Label: Vanilla | Year: 1977 | Discogs: Ornella Vanoni – Domani No
An icon of Italian pop, Ornella Vanoni’s career spans over sixty years and is still going. My first and favourite encounter was Ti Voglio.
Born to a Milanese family in 1934, Vanoni debuted as a theatre actress in the late 1950s and began singing soon after, quickly earning the nickname “cantante della mala” (“Singer of the Underworld”) for records about criminals.
In the early 1960s, she met songwriter Gino Paoli and scored her first national pop hits with “Che cosa c’e” (“What’s Up”) and “Senza Fine” (“Endless”, later covered by Dean Martin and Wes Montgomery. Vanoni moved to Rome and established her own label in 1974, establishing her place amongst Italian music greats. With national fame and a fashion sense admired by Gianni Versace, Vanoni also became a representation of the new Italian woman as feminism began to grow in the country.
Given my love for Brazilian music (well documented on the Mates’ Crates radio show), I was delighted to find that Vanoni’s 1970 hit “L’appuntamento” (“The Appointment” used on the soundtrack of Oceans Twelve) is a cover of Erasmo and Roberto Carlos’ “Sentado à Beira do Caminho” (“Sitting by the Roadside”). In 1976, she also collaborated with bossa nova pioneers Vinícius de Moraes and Toquinho on “La voglia, la pazzia, l’incoscienza e l’allegria” (“The Desire, The madness, The Unconsciousness and The Joy”).

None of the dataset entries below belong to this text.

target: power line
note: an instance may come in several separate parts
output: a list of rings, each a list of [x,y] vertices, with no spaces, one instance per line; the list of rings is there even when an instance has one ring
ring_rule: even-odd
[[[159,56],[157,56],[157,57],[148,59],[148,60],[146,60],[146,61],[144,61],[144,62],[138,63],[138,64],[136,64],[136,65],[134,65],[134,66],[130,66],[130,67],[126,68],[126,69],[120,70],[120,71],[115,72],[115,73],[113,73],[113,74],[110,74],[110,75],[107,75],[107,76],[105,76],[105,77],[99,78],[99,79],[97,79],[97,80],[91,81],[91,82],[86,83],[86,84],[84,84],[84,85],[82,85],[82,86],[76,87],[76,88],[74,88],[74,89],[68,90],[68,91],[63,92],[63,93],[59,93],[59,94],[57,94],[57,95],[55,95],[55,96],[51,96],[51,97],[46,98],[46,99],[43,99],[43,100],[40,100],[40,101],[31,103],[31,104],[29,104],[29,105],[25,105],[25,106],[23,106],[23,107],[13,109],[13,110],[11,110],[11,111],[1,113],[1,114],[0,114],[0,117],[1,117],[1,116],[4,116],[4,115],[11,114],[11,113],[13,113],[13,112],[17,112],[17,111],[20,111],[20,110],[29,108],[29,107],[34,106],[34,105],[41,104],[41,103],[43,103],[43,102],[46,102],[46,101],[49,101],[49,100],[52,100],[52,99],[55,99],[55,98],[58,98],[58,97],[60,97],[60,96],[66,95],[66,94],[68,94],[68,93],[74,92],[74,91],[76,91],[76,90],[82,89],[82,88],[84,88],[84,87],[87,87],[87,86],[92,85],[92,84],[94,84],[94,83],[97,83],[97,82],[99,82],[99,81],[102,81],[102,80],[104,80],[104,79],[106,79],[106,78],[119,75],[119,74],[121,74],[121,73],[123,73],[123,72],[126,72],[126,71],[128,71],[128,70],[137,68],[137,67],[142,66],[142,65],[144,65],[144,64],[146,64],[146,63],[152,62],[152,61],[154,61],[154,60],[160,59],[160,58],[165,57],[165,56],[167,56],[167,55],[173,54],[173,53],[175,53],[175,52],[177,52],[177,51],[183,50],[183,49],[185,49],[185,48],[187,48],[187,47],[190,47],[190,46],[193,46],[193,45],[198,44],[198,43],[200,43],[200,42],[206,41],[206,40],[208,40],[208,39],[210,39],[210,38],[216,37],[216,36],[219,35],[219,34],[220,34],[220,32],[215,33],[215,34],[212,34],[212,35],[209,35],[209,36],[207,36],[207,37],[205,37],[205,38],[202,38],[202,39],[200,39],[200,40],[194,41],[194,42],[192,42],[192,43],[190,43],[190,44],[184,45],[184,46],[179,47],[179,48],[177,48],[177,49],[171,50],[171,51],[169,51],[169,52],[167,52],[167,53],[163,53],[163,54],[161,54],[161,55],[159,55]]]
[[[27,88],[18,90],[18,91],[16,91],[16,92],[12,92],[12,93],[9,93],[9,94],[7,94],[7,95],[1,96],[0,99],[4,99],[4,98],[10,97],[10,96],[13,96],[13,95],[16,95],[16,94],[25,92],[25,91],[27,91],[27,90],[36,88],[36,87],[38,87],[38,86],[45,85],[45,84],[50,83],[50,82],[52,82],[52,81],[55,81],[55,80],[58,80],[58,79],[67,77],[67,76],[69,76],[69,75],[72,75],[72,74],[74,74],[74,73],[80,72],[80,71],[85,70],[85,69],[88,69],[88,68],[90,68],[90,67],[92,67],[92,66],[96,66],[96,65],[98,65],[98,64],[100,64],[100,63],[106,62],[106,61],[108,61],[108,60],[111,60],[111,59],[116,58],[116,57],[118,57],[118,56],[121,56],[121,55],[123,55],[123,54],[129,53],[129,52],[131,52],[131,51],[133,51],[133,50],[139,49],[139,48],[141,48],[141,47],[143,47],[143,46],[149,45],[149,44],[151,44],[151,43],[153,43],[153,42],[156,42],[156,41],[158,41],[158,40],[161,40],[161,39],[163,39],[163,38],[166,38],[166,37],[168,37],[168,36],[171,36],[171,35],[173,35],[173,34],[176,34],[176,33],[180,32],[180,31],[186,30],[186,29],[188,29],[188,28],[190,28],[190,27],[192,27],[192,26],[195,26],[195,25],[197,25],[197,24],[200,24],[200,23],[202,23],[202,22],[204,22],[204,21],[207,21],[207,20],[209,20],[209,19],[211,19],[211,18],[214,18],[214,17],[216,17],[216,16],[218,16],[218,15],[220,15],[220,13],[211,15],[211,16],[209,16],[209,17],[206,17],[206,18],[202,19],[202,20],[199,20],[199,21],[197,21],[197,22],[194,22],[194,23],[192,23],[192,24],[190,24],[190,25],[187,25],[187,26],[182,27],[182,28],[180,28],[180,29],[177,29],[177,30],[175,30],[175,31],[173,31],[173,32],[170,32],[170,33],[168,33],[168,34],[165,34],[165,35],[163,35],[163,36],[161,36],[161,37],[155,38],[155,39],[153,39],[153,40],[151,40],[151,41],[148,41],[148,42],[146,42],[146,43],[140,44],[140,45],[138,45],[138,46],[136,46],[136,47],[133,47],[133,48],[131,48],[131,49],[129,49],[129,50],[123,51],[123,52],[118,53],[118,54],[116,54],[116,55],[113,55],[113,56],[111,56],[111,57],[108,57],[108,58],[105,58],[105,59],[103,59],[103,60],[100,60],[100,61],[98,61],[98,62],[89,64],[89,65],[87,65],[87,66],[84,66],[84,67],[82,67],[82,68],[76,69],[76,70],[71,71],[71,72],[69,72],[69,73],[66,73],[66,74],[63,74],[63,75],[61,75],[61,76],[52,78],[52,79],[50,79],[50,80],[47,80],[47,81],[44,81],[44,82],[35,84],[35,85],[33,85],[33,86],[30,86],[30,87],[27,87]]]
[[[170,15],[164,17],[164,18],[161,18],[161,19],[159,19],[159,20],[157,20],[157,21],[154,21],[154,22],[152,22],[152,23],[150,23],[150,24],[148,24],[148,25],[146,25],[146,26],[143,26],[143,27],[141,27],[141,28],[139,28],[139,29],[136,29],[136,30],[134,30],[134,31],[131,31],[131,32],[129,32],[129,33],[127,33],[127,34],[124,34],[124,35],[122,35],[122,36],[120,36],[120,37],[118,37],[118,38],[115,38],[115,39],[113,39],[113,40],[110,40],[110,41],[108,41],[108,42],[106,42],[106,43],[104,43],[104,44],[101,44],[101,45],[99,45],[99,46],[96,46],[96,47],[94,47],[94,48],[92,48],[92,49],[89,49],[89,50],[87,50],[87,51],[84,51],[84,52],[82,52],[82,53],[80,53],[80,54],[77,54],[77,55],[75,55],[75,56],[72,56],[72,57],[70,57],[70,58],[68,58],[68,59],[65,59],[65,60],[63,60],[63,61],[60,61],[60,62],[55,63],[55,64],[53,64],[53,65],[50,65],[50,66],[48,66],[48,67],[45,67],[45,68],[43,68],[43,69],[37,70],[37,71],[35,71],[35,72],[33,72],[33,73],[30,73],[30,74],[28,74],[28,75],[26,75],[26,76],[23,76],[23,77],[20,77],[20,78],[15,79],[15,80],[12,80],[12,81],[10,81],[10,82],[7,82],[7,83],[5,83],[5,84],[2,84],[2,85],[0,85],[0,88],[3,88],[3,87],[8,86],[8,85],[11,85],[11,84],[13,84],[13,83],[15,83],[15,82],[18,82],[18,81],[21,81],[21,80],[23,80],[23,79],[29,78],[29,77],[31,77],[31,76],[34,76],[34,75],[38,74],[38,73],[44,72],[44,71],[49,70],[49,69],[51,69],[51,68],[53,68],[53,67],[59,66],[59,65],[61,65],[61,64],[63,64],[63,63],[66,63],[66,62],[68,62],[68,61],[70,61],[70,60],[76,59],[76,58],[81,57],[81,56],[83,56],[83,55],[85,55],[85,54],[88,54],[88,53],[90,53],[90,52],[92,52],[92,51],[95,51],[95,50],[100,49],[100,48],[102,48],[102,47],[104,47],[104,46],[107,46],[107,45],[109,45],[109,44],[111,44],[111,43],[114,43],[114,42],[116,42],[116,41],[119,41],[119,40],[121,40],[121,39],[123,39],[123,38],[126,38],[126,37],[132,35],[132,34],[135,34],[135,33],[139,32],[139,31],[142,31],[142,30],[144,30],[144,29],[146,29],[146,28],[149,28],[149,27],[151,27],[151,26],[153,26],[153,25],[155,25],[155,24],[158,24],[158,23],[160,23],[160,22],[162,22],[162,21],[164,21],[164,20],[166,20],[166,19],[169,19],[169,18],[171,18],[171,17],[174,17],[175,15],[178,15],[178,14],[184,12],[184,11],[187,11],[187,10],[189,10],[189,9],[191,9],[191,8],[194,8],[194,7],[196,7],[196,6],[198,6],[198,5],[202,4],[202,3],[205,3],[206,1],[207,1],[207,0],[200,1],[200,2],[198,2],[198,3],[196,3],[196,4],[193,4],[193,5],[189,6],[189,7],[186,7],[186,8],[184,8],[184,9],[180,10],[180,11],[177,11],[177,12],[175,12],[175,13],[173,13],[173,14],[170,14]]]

Then, in 1977, came “Ti Voglio” (“I Want You”). From the strings, to the groove; the melody to the backing vocals, I love everything about this track. Released as a single on the B-side of quintessential Euro-ballad “Domani No” (“Tomorrow No”), I was delighted when the copy I ordered from Greece finally arrived.
Remixers including Italy’s elusive Fresco Edits and Brazil’s Rafael Cancian (released on seminal Brooklyn edits label Razor ‘N’ Tape) have taken on Vanoni’s original. Whilst I’m a firm believer in the power of a 4/4 kick, nothing touches her original. What a record.
“Tu mi fai volare”, you make me fly.